Market surveillance is important for intense monitoring, like tracking performance metrics, getting customer feedback, leveraging new technology, and benchmarking competitors. 

Continuous Monitoring and Adaptation

The Bottom Line

Porter’s five forces model goes beyond the basics of competitive analysis by expanding the landscape and including dynamics between buyers, suppliers, manufacturers, new entrants, substitutes, etc. 

It is a beneficial tool used for market investments; while it is not perfect, it is still more than good enough for planning small investments. 

Porter’s model became widely known because it pushes companies to look beyond their own established business and to their industry group when making long-term decisions for the company. 

It is easy to understand and use and provides a better overview of your competitors. Remember, you can do Porter’s analysis independently or with a group; it is easy, comprehensive, and an excellent tool for your company. Best of luck. 

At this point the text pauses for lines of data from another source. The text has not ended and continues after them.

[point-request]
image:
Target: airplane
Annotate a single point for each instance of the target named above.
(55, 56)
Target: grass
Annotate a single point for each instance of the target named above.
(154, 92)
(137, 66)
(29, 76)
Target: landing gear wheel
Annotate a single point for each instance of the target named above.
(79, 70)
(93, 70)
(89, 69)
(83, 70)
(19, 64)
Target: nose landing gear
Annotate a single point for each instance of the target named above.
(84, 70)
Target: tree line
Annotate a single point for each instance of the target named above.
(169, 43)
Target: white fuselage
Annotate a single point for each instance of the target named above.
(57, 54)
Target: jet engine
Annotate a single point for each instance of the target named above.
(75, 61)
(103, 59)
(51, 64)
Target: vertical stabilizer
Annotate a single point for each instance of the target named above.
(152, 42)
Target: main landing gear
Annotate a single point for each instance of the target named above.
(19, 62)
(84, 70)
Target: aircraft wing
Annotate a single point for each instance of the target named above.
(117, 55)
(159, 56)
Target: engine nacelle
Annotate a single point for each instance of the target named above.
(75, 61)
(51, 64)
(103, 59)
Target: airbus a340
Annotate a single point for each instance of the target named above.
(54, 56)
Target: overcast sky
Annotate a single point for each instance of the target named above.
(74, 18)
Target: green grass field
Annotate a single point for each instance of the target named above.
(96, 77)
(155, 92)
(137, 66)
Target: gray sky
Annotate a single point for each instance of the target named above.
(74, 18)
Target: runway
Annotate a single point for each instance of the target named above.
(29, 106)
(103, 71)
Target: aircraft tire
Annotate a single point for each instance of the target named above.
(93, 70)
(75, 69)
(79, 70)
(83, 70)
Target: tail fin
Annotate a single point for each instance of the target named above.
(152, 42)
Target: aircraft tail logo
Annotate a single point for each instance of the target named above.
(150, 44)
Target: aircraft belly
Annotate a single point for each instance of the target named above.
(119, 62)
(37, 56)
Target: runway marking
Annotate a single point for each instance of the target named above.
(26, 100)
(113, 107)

Frequently Asked Questions

What are some limitations of Porter’s competitive forces model?

This analysis doesn’t really apply to all industries. For example, if you are in a fast-moving tech industry, you may want to use a model other than Porter’s five forces.

How can I create my own porter’s model?

You can do it alone, especially if you are just starting your business, but it is recommended that you do this analysis with your team or stakeholders. You can divide a whiteboard into five sections following the five forces and identifying the contents for each. 

What preparations do you need for Porter’s model?

Before doing Porter’s analysis, you must first research the latest news or trends in your niche market, detail why you think your customers left your product or service, and research any competitive activity you are aware of.